I came across this equation while reading on conics and circles.
The family of degree-$2$ curves passing through three points is given by $$\gamma L_1L_2 + \lambda L_2L_3 + \mu L_3L_1 = 0$$ where $L_1$, $L_2$, and $L_3$ are the equations of lines joining the three points, and $\lambda$, $\mu$ and $\gamma$ are parameters.
I can see that the three points definitely satisfy this equation , but I am unable to say much about rest of the points.
How would you prove this relation? Explain, please. :-)
On
Simple explanation for pairwise satisfying the assembly of straight lines and conic generation from lines .
We know that
$$ \lambda' L_2 + \mu' L_3 = 0$$
represents a straight line passing through the intersection point of $L_2,L_3.$
Divide given relation by $L_1L_2L_3$
$$\gamma/ L_3 + \lambda/ L_1 + \mu /L_2 = 0$$
Extending the same logic for a pair we have a single curve passing through all three intersection points with another combination parameter set.
Setting one parameter zero three pair-wise solutions for three sets of straight lines gives three points for the vertices of a triangle.
Given second degree equation is a conic which must satisfy/pass through these three points. That is the triangle is inscribable or escribable in the conic... in a sense as being concurrent.
Conics can be expressed in terms of trilinear coordinates, which express points in terms of relative directed distances from three lines (which can be thought of as the sidelines of a triangle. In these terms it is much easier to reason about the relations between a family of conics and a given triangle. Variations of the formula given in the OP will, for example, give expressions for the conics that are tangential to a given triangle, or have that triangle as a self polar triangle.

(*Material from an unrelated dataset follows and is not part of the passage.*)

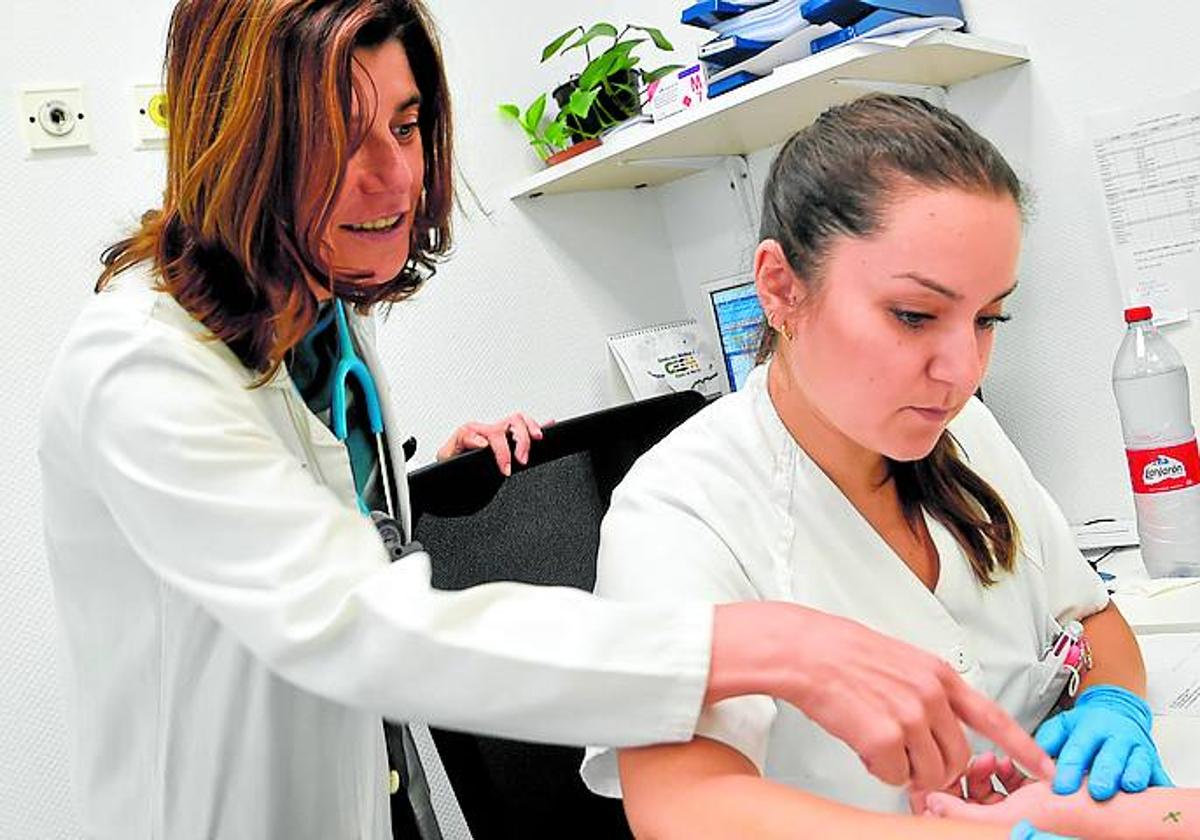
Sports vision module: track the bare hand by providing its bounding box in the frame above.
[707,602,1054,790]
[908,752,1030,814]
[925,782,1069,830]
[437,412,554,475]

A good reference for this was published over 150 years ago: Whitworth's Trilinear Coordinates. The URL points to Chapter XV, which discusses the case in the OP. Using the key $\alpha\rightarrow L_1, \beta\rightarrow L_2, \gamma\rightarrow L_3, l\rightarrow \lambda, m\rightarrow \mu, n\rightarrow \gamma,$ the equation $l\beta\gamma+m\gamma\alpha+n\alpha\beta=0$ translates directly into the OP equation.
But how do we get there from here, namely a conic (expressed in homogeneous coordinates) $$Ax^2 + By^2 + 2Gxz + 2Fyz + 2Hxy + Cz^2 = 0 \tag{1}$$ that may or may not go through the three points?

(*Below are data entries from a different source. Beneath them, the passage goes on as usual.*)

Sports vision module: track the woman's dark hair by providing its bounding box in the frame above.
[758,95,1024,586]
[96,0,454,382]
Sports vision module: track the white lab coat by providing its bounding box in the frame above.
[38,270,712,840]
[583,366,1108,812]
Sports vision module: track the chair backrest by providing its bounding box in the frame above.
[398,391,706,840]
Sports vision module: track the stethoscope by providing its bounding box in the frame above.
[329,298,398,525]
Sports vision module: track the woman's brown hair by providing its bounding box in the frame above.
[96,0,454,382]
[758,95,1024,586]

The answer is a change of variables. We know that (again, using homogeneous coordinates) $$ \begin{align} L_1 &= a_1 x+b_1 y + c_1z \\ L_2 &= a_2 x+b_2 y + c_2z \\ L_3 &= a_3 x+b_3 y + c_3z, \\ \end{align} $$
so we can solve for $x,y,z$ in terms of $L_1,L_2,L_3$ and then plug the result into (1) to get an equation of the form
$$ fL_1^2+gL_2^2+hL_3^2+2lL_2L_3+2mL_3L_1+2nL_1L_2=0,\tag{2}\ $$
which maps (using the key given earlier) to the second equation on pg 192. Assuming that the conic (1) passes through the three points we can use the reasoning on that page to determine that $f=g=h=0,$ which reduces (2) to
$$ lL_2L_3+mL_3L_1+nL_1L_2=0. $$
This answer could have been given without reference to Whitworth, but I think it's important to underline the use of trilinear coordinates. For a point $P=(x,y,z),L_n(P)$ gives a relative directed distance of point $P$ from line $L_n$, and can be thought of as a trilinear coordinate. The cases of conic families that inscribe the triangle, or for whom the triangle is self-polar are treated in Chapters XVI and XIV of the reference. Also note that trilinear coordinates are projective/homogeneous, so it's easier to make this argument using homogeneous coordinates $(x,y,z)$ rather than Cartesian coordinates $(x/z,y/z).$